I get there, and the lady that was nominally “human resources” starts out with a threat. Starts with. Saying that I could be held responsible too, if I don’t tell the truth.
I’m sitting there on about three hours of sleep, so my mouth opens and asks her what the fuck she’s on about. Which turns into her trying to scream and fire me (she didn’t have that ability at all). I walk the fuck out, go to my actual supervisor, and tell her I’m about done. The HR twat comes in behind me telling my supervisor to fire me.
My supe asks me to head to the break room and have some coffee, and she’ll be right with me.
When she gets there, she’s rolling her eyes and apologizing. We sit and have a cup of coffee while she explains what it’s really about, that my co-worker is dating a family member of a client. She asks if I know about it. I reply that even if I had, after the blast of crazy I just caught, my memory would disappear really fast.
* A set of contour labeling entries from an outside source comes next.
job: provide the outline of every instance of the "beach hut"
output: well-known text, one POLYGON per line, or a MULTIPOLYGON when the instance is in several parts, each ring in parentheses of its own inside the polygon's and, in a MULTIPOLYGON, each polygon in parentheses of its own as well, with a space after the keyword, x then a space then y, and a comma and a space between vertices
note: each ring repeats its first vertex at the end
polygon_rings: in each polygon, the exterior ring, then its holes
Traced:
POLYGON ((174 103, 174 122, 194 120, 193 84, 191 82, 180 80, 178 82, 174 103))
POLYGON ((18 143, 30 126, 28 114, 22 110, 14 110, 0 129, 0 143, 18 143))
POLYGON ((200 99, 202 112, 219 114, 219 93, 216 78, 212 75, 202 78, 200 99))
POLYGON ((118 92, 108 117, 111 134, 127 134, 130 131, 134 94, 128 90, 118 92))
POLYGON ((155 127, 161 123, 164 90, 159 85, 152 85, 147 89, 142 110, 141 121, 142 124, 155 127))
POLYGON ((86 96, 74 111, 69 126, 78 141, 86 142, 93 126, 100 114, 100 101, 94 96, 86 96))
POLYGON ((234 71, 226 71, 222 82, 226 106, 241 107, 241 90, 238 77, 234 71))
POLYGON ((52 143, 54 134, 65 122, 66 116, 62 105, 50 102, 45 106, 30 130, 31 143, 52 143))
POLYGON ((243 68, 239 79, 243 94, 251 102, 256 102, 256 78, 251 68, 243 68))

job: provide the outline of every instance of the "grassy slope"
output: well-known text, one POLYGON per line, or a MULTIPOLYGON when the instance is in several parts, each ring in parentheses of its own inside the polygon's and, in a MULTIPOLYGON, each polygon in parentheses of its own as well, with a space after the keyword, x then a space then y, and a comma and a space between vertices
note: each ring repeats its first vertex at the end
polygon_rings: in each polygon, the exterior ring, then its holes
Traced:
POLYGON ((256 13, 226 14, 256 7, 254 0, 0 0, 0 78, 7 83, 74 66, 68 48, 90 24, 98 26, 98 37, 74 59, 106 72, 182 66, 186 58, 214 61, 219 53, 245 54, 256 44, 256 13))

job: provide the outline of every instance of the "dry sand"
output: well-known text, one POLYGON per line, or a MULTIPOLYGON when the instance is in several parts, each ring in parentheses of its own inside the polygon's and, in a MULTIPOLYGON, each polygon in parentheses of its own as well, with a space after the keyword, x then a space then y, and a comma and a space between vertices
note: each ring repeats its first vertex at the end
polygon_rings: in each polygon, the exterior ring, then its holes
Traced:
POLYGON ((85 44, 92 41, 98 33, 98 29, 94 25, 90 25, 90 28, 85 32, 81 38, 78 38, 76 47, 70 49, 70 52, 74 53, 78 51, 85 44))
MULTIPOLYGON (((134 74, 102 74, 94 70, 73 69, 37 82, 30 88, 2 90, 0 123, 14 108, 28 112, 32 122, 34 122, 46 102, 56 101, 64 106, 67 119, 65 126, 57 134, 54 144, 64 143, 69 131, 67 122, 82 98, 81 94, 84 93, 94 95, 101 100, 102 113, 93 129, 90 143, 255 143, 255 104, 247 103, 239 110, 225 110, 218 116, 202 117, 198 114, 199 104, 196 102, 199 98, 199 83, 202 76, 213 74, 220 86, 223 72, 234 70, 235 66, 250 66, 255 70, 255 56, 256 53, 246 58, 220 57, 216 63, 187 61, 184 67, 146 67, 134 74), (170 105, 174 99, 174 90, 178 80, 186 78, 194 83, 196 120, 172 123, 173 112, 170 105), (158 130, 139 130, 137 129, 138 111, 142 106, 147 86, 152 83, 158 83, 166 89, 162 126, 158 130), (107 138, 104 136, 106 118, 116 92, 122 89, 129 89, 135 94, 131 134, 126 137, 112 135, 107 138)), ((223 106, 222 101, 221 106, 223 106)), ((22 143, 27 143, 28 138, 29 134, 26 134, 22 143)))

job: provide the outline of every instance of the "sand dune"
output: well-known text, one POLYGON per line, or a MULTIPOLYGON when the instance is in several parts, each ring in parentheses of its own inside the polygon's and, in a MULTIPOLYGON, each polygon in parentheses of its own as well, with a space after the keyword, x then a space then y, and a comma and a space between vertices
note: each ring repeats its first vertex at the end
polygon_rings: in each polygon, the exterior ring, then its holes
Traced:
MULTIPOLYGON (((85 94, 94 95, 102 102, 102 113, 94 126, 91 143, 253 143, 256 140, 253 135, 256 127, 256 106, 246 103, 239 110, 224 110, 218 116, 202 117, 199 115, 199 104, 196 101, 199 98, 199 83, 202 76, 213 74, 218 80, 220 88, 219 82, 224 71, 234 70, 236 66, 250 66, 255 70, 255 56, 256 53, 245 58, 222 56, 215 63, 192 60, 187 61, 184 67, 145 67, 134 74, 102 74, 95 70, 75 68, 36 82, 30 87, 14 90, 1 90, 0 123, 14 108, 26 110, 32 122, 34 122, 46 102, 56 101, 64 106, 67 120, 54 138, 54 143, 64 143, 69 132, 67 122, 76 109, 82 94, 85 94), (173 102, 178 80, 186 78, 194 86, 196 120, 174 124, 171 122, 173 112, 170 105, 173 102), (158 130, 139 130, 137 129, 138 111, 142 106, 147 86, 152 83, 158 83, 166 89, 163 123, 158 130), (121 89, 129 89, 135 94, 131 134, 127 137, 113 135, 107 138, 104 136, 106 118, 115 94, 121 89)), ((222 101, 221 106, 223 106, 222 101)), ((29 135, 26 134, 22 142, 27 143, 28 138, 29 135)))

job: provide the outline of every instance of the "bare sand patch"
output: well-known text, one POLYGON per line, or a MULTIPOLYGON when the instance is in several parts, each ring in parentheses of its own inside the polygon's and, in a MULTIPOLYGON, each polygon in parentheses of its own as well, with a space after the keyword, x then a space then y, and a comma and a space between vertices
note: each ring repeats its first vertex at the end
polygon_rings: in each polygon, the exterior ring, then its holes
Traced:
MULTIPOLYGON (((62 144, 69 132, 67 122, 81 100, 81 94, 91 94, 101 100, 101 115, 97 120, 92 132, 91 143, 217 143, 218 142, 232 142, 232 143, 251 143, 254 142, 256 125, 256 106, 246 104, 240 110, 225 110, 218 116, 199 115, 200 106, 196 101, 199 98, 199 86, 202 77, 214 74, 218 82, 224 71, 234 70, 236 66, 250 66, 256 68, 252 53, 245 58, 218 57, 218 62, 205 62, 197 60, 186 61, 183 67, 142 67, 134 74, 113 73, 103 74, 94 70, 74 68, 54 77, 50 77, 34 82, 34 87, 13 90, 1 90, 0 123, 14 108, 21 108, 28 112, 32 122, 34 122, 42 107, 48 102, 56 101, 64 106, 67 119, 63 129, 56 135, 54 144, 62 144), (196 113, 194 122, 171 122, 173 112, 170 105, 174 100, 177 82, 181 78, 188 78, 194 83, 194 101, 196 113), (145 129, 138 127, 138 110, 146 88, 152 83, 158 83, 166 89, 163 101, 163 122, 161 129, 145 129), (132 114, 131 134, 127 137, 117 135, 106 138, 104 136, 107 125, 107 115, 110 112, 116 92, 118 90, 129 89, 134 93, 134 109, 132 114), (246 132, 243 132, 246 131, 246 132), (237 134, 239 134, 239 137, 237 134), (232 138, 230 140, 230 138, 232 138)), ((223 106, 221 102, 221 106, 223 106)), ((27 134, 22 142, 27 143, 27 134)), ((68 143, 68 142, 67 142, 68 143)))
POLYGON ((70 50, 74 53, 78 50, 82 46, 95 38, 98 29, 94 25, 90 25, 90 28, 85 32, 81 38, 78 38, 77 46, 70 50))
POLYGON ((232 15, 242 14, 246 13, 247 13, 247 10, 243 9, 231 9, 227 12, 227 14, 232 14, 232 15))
She basically says “dude, c’mon”, in polite southern lady. I told her that I had never observed any inappropriate behavior of any kind by my co-worker. She asked if I had anything to add, and my mouth opened again. I said that the next time anyone from the office called me like that, they could go fuck themselves, and I’d find another job in fifteen minutes. Which got a laugh and an eye roll from her. Miss Patty was awesome as a supervisor lol.
So, the HR Lady, and I use the term loosely, did try to fuck with me after that, but I don’t know how it would have shaken out because the company folded. The administrator had run off with pretty much every drop of cash he could pilfer from the company.
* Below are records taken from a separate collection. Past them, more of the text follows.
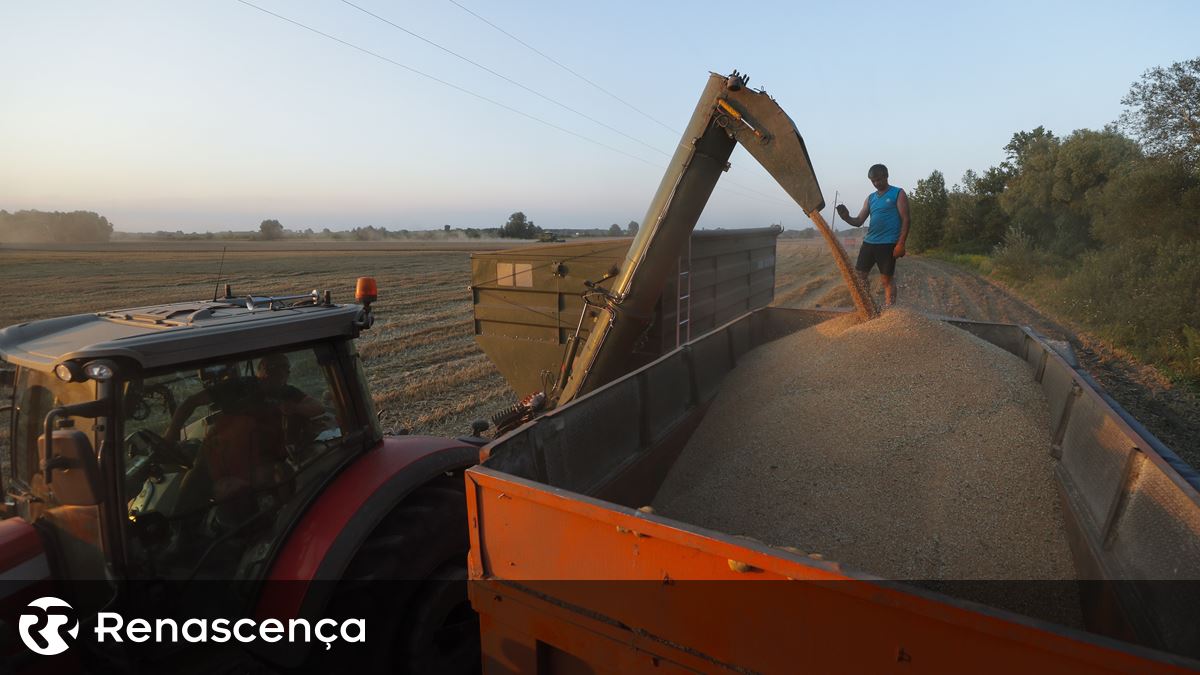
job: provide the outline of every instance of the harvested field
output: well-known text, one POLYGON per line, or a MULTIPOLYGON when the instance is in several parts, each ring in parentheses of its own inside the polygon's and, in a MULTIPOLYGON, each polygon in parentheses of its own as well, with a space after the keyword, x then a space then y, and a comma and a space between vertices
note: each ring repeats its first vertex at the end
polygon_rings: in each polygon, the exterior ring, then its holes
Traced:
POLYGON ((839 318, 738 364, 654 507, 889 579, 1073 579, 1048 417, 966 331, 839 318))
MULTIPOLYGON (((330 288, 353 297, 354 279, 379 280, 378 323, 364 334, 366 362, 386 429, 460 435, 515 395, 475 347, 470 251, 514 241, 119 241, 0 247, 0 327, 22 321, 209 297, 221 247, 235 293, 330 288), (451 250, 452 249, 452 250, 451 250)), ((851 257, 854 250, 850 251, 851 257)), ((1069 339, 1093 377, 1193 466, 1200 466, 1200 405, 1102 342, 1074 336, 1004 289, 941 261, 907 257, 900 304, 923 311, 1032 325, 1069 339)), ((780 240, 775 304, 850 306, 823 241, 780 240)), ((878 283, 875 285, 878 295, 878 283)))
The patients ended up following the bulk of us that worked there to a smaller, but way better, company. A few of the regular caregivers just quit the industry entirely, and a few went to the only other company around at the time instead of the smaller one the rest of us went to.
The co-worker and the grandson ended up getting married a few years later. I went, and it was a good match imo. They were happy as pigs in slops, hanging all over each other all night lol. Still married, still happy afaik.
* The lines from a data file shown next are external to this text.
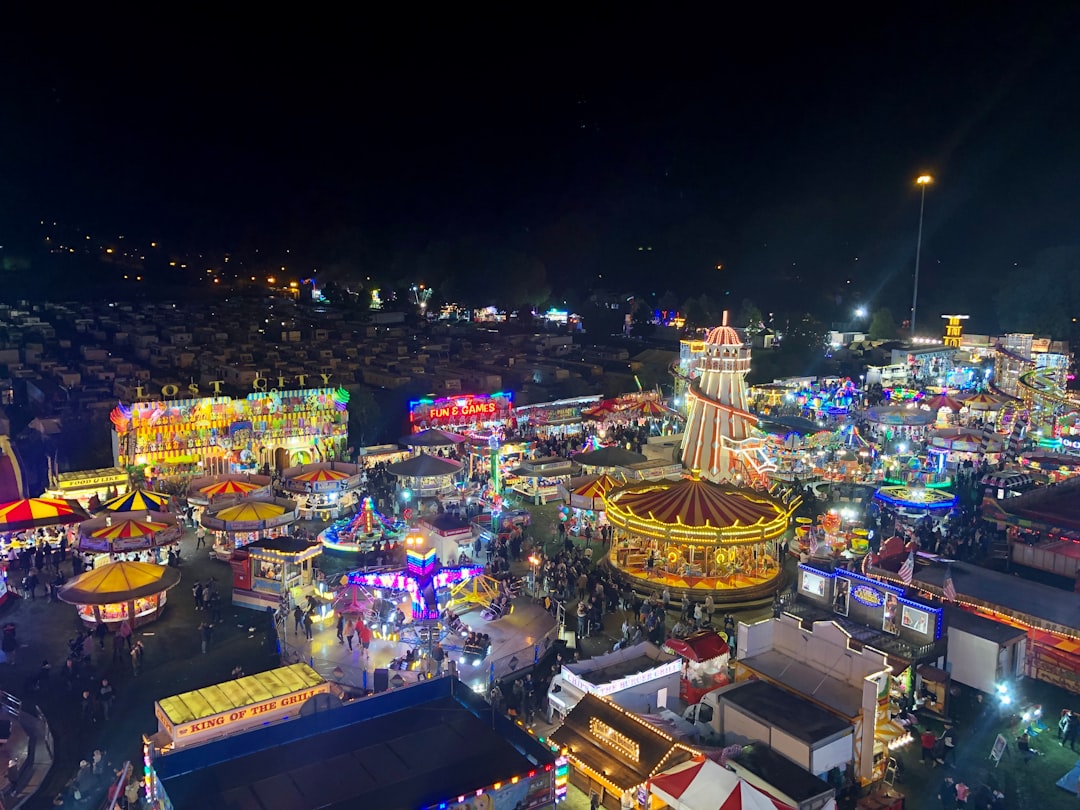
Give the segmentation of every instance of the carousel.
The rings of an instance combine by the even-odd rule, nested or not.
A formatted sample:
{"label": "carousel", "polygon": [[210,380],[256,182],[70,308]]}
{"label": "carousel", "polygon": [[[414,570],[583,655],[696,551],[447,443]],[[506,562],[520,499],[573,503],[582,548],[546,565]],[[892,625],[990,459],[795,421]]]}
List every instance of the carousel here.
{"label": "carousel", "polygon": [[229,559],[232,552],[261,537],[287,534],[296,522],[296,501],[284,498],[244,499],[207,509],[199,522],[214,532],[211,554]]}
{"label": "carousel", "polygon": [[188,486],[188,502],[199,507],[270,495],[269,475],[214,475],[195,478]]}
{"label": "carousel", "polygon": [[59,590],[60,602],[75,605],[93,626],[131,621],[132,629],[156,621],[165,592],[180,581],[176,568],[152,563],[109,563],[77,577]]}
{"label": "carousel", "polygon": [[321,461],[291,467],[281,474],[281,488],[296,498],[301,517],[327,512],[330,518],[356,508],[364,468],[345,461]]}
{"label": "carousel", "polygon": [[707,591],[719,603],[777,591],[782,538],[800,502],[712,484],[697,471],[677,482],[619,487],[604,500],[616,532],[608,564],[622,579],[673,595]]}
{"label": "carousel", "polygon": [[457,488],[461,470],[461,462],[427,453],[387,467],[387,472],[397,478],[397,485],[417,498],[450,495]]}
{"label": "carousel", "polygon": [[93,555],[95,568],[121,558],[164,565],[180,534],[167,512],[110,512],[79,524],[79,551]]}

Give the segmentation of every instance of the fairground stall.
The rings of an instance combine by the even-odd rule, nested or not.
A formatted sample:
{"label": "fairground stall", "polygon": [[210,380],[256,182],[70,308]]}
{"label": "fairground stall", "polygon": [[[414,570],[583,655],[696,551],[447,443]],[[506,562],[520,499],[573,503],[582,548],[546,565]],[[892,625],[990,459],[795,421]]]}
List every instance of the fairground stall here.
{"label": "fairground stall", "polygon": [[282,597],[299,605],[314,584],[314,561],[323,553],[319,542],[295,537],[266,537],[237,549],[232,567],[232,604],[255,610],[274,610]]}
{"label": "fairground stall", "polygon": [[153,704],[158,732],[151,752],[168,755],[269,724],[296,719],[300,707],[330,685],[308,664],[291,664],[206,686]]}
{"label": "fairground stall", "polygon": [[98,509],[98,514],[106,512],[167,512],[170,496],[164,492],[151,492],[149,489],[131,489],[123,495],[106,501]]}
{"label": "fairground stall", "polygon": [[[140,807],[546,810],[565,795],[558,753],[510,720],[492,718],[484,699],[455,677],[343,705],[302,691],[261,700],[221,692],[191,714],[205,712],[210,737],[245,733],[159,757],[147,740]],[[280,721],[281,708],[288,723]],[[269,725],[257,721],[271,713]],[[188,721],[198,727],[203,720]]]}
{"label": "fairground stall", "polygon": [[512,393],[461,394],[438,400],[414,400],[408,406],[414,433],[440,428],[454,433],[473,433],[516,427]]}
{"label": "fairground stall", "polygon": [[599,401],[599,394],[595,394],[535,405],[518,405],[515,408],[515,416],[519,428],[539,438],[573,436],[580,434],[584,428],[582,411],[595,407]]}
{"label": "fairground stall", "polygon": [[507,473],[505,484],[532,503],[551,503],[562,499],[561,488],[573,470],[569,459],[562,456],[525,459]]}
{"label": "fairground stall", "polygon": [[[267,383],[258,378],[257,391],[237,399],[215,395],[118,405],[109,415],[116,465],[145,467],[147,480],[157,481],[283,470],[342,457],[348,391],[268,391]],[[165,386],[161,393],[176,396],[179,389]]]}
{"label": "fairground stall", "polygon": [[686,638],[671,637],[664,642],[664,649],[683,659],[678,698],[689,706],[731,680],[728,671],[731,648],[715,630],[702,630]]}
{"label": "fairground stall", "polygon": [[619,487],[605,498],[616,532],[608,562],[634,588],[708,591],[721,603],[764,598],[779,586],[782,538],[800,502],[697,474]]}
{"label": "fairground stall", "polygon": [[188,485],[188,503],[207,507],[239,498],[269,498],[273,495],[269,475],[212,475]]}
{"label": "fairground stall", "polygon": [[936,525],[944,521],[957,504],[951,492],[928,487],[887,486],[874,494],[874,500],[896,512],[902,522],[915,522],[930,517]]}
{"label": "fairground stall", "polygon": [[436,498],[455,491],[462,465],[459,461],[421,453],[387,467],[397,478],[400,498],[406,503],[421,498]]}
{"label": "fairground stall", "polygon": [[237,549],[242,549],[260,537],[288,534],[288,526],[296,522],[296,501],[284,498],[248,498],[221,507],[211,507],[203,512],[199,523],[214,532],[211,554],[218,559],[229,559]]}
{"label": "fairground stall", "polygon": [[320,461],[291,467],[281,474],[281,488],[295,498],[301,513],[329,510],[330,517],[355,511],[364,468],[347,461]]}
{"label": "fairground stall", "polygon": [[70,498],[79,501],[83,509],[94,511],[102,501],[116,498],[118,492],[125,491],[130,486],[131,476],[126,470],[108,467],[104,470],[59,473],[53,476],[43,497]]}
{"label": "fairground stall", "polygon": [[604,497],[617,486],[620,482],[604,473],[572,478],[568,487],[559,487],[568,505],[559,509],[558,519],[566,524],[567,532],[582,536],[586,527],[596,530],[604,525]]}
{"label": "fairground stall", "polygon": [[165,593],[180,581],[180,571],[152,563],[109,563],[86,571],[59,590],[60,602],[75,605],[90,626],[116,626],[131,621],[140,627],[157,621]]}
{"label": "fairground stall", "polygon": [[595,795],[594,807],[606,810],[640,807],[638,797],[648,801],[650,777],[697,753],[594,694],[581,699],[551,739],[567,751],[570,784],[586,796]]}
{"label": "fairground stall", "polygon": [[165,565],[180,541],[176,515],[167,512],[110,512],[79,524],[79,551],[91,567],[118,559]]}

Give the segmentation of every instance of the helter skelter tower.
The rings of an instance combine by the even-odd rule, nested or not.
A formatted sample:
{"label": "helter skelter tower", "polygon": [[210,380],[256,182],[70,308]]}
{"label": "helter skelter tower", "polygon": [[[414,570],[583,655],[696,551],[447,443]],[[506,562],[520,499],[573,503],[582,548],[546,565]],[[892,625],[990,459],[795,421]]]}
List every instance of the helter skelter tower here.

On my end of things, idgaf about those two getting together the way they did. If they’d compromised patient care, it would matter, but it didn’t. If anything, it would have improved it, but my co-worker was already deeply devoted to the job, she couldn’t be a better caregiver, period. It’s one of those rules that makes sense on the surface, but fails utterly when real people are involved.
Wasn’t exactly my workplace, but a contractor. Basically, as a cost saving measure, they layed off half of the IT department. And then they got hacked. They just re-flashed everything, and the threat was out of their system, but they messed up big time. The new images weren’t locked down properly, so they almost immediately got hacked again. I noticed that they’d messed up, and pointed it out to a few people, but it was too late.
Now the execs need a scapegoat, so they gut the IT department again. I don’t work for them, not even close to the business relationship, but their managers call me to a meeting room and try to get me in trouble? Try to make me admit to doing something wrong? And it was just their admin people there, not like my heads or anything. It was kind of a surreal experience.
This was a while ago, and their tech is still a bit funky. (Some details are lightly fuzzed, but this all is basically true)
it sounds like some of techheads from the first round of layoffs hacked the company tbh
Maybe, maybe not. They probably would’ve been hacked regardless, things went downhill quick. The hackers weren’t ever identified, and it’s unlikely they had the capability to do that.